4 min read (Articles narrated by Mabel)
Most kids love dogs, but they’re not the most experienced with dog care. I’ve noticed that kids will repeat whatever their parents tell them, which can sometimes lead to misunderstandings about dogs. To ensure that your kids become the best dog lovers they can be, here are some things they should learn at an early age. After all, dogs are living creatures and family members, so we want all humans to be kind to us.
#1 – Puppies Shouldn’t be Sold at Pet Stores
When kids want a puppy, they will probably take the first puppy they see. In some cases, that puppy might be in the window of a pet store. Even though humans used to sing about how much the doggy in the window was, that song is very outdated. Pet stores sell puppies from puppy mills, so buying a pet store puppy is only encouraging people to hurt more dogs through inhumane breeding practices. A reputable breeder will want to make sure their puppies go to good homes, so they won’t ship them off to be sold.
Instead, teach kids about rescue dogs. Tell them that there are already thousands of dogs out there waiting for forever homes. After all, kids aren’t picky about dogs, so why not take a chance on a rescue dog? You could be saving their life.
#2 – All Breeds Are Good Dogs
Molly’s heart breaks every time she hears a kid talk badly about a dog. The most common example is Pit Bulls. Many adults despise Pit Bulls because of false assumptions about them, so kids will repeat those opinions without a second thought. Yes, Pit Bulls can bite, but so can all dogs. Most Pit Bulls are very sweet and misunderstood. In fact, the term “Pit Bull” can be used to describe any dog with a stocky build, not just one breed.
Humans should be teaching kids not to judge humans based on looks, so the same should be true for dogs. Don’t let your kid think that one breed is superior to another. Let them know that dogs who bite are a result of humans not training or controlling them properly. All dogs can be good dogs if they’re given a chance.
#3 – Be Gentle Around Dogs
One of the most important things to teach kids about all animals is to be gentle. It’s hard to resist a cute puppy, but humans need to restrain themselves at first. Not all dogs react the same to affection, so being kissed and cuddled by a stranger could spook them. Teach kids to ask for permission before approaching a stranger’s dog.
Also, make sure they’re gentle and keeping their hands away from the dog’s face. If your kids tend to run, jump, and stomp a lot, then it’s best to keep them away from unfamiliar dogs to ensure that everyone stays safe.
#4 – Not All Dogs Want to Be Pet
It’s also important to remind kids that not all dogs want to be pet. Even your own dog might shy away from attention now and then, and that’s okay! Dogs don’t exist just to please humans, we have our own likes and dislikes too.
So, let your kid know that if a dog walks away from them, they should leave them be. It might be tempting to following a cute dog and give them a big hug, but this could lead to many complications. Even the most outgoing dogs might want space now and then, so it’s important for all humans to know that.
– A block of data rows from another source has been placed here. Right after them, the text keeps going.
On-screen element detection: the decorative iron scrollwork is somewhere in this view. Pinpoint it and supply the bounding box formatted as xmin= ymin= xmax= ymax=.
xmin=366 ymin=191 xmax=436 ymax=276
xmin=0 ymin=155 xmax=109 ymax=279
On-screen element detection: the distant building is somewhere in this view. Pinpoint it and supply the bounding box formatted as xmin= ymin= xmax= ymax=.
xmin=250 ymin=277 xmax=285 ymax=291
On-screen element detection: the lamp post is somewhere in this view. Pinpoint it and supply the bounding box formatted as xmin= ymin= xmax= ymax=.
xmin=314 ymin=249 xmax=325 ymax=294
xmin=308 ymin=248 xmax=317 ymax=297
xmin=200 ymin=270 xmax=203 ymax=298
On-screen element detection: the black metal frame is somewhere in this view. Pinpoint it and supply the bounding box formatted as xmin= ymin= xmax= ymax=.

#5 – Service Dogs Are Different Than Family Dogs
For kids, it’s exciting to see a service dog walking around in a building. But please don’t encourage your kids to approach service dogs. I know there are many news stories about humans getting upset over not being able to pet a service dog, but that’s ridiculous. Service dogs aren’t the same as family pets. When they’re out in public, they have a job to do, so they need to stay focused.
Of course, service dogs still get plenty of love and care, but petting them distracts them from protecting their humans. If you see a service dog in public, educate your children about the important jobs they do.
#6 – Choosing the Right Dog Requires Patience
Getting a dog is exciting, but humans need to remember that getting a new dog requires patience. Even adults can have a hard time understanding that. Many families are quick to buy an expensive puppy solely based on breed. But you shouldn’t be choosing a family member based on looks! Instead, meet a few dogs and get to know their personalities first. That way, you can see which ones get along best with your family.
If you’re planning to get a dog, remind kids that it’s not an easy process. When meeting adoptable dogs, make sure your kids are a part of the decision-making process. Ask them what they like about each dog and discuss more than just looks. In many cases, the perfect dog isn’t what you’d expect, and your kids will still love them no matter what.
Kids always have lots to learn, so don’t overlook teaching moments related to dogs. The more kids know about dogs, the safer and happier everyone involved will be!